How do I prove that $\lim _{n\to \infty} (\sqrt{n^2 + 1} - n) = 0$?

Question

As you can see from the title, I need help proving that $\lim _{n\to \infty} (\sqrt{n^2 + 1} - n) = 0$. I first looked for $N$ by using $|\sqrt{n^2 + 1} - n - 0| = \sqrt{n^2 + 1} - n < \varepsilon$ and solving for $n$. I got $n > \frac{1 - \varepsilon ^2}{2\varepsilon}$. I then set $N = \frac{1 - \varepsilon ^2}{2\varepsilon}$. However, I afterwards realized that I had squared an inequality to get this. The following is what my proof looked like before I realized this mistake:

Let $\varepsilon > 0$. Choose $N = \frac{1 - \varepsilon ^2}{2\varepsilon}$ and let $n > N$. Then $n > \frac{1 - \varepsilon ^2}{2\varepsilon}$. Thus $2n\varepsilon > 1 - \varepsilon^2$, $\varepsilon^2 + 2n\varepsilon > 1$, $\varepsilon^2 + 2n\varepsilon + n^2 = (\varepsilon + n)^2 > 1 + n^2$, $\varepsilon + n > \sqrt{1 + n^2}$, and $\varepsilon > \sqrt{n^2 + 1} - n$. Hence $| \sqrt{n^2 + 1} - n - 0 | = \sqrt{n^2 + 1} - n < \varepsilon.$ Therefore, $\lim _{n\to \infty} (\sqrt{n^2 + 1} - n) = 0$.

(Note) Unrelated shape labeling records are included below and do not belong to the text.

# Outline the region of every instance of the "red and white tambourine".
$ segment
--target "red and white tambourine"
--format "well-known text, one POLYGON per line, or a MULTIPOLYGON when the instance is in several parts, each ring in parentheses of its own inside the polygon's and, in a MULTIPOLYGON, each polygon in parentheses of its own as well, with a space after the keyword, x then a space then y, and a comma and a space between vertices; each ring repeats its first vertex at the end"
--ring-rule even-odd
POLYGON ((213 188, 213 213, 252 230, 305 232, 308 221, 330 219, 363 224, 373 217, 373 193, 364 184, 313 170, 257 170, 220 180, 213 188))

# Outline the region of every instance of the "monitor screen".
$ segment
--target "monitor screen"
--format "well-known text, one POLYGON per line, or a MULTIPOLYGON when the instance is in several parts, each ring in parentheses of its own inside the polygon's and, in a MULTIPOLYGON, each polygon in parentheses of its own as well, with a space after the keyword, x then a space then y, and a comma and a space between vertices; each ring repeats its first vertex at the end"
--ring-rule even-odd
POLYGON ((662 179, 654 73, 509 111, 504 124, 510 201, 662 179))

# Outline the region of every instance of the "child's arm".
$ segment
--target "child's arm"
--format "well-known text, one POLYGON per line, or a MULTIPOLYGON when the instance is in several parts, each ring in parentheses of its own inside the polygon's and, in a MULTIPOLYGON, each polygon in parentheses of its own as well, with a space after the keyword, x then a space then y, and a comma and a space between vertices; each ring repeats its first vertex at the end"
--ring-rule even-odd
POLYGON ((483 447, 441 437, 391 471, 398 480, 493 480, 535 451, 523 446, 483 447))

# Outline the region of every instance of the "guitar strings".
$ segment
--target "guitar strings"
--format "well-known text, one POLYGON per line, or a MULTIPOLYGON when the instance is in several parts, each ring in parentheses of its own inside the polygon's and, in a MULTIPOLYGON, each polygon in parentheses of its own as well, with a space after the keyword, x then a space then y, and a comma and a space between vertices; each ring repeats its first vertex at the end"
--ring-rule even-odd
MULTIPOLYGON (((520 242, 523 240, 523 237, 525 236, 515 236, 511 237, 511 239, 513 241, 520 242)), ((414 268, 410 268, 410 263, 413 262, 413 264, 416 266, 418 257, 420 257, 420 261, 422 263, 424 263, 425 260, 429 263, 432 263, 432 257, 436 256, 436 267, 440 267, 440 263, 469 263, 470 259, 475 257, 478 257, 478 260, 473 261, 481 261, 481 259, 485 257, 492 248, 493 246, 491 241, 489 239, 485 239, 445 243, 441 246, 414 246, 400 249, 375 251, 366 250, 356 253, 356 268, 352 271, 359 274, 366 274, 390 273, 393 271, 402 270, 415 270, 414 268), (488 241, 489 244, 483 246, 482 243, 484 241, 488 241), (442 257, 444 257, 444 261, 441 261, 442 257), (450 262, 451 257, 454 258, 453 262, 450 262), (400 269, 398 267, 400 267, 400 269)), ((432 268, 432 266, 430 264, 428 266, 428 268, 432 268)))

How should I find $N$? Also, are there any other errors in this proof?

Answer 1

$$\lim _{n\to \infty} (\sqrt{n^2 + 1} - n) =\lim _{n\to \infty} \frac{(\sqrt{n^2 + 1} - n)(\sqrt{n^2 + 1} + n)}{\sqrt{n^2 + 1} + n}\\ = \lim _{n\to \infty} \frac{n^2 + 1-n^2}{\sqrt{n^2 + 1} + n}=\lim _{n\to \infty} \frac{1}{\sqrt{n^2 + 1} + n}=0.$$

Answer 2

Another way using Taylor series $$A=\sqrt{n^2 + 1} - n=n\Big(\sqrt{1+\frac{1}{n^2}}-1\Big)$$ Remembert that, for samm values of $x$, $$\sqrt{1+x} =1+\frac{x}{2}-\frac{x^2}{8}+O\left(x^3\right)$$ Replace $x$ by $\frac{1}{n^2}$ so $$\sqrt{1+\frac{1}{n^2}}-1=1+\frac{1}{2 n^2}-\frac{1}{8} \left(\frac{1}{n^2}\right)^2+\cdots-1=\frac{1}{2 n^2}-\frac{1}{8} \left(\frac{1}{n^2}\right)^2+\cdots$$ Finally, $$A=\frac{1}{2 n}-\frac{1}{8n^3}+\cdots$$ which shows the limit and how it is approched.

Answer 3

For any positive $c$, $(n+\frac{c}{2n})^2 =n^2+c+\frac{c^2}{4n^2} > n^2+c $, so $\sqrt{n^2+c} <n+\frac{c}{2n} $.

Therefore, if $c > 0$, $n <\sqrt{n^2+c} <n+\frac{c}{2n} $ so $\lim_{n \to \infty} \sqrt{n^2+c}-n = 0 $.

You can prove this when $c < 0$ similarly.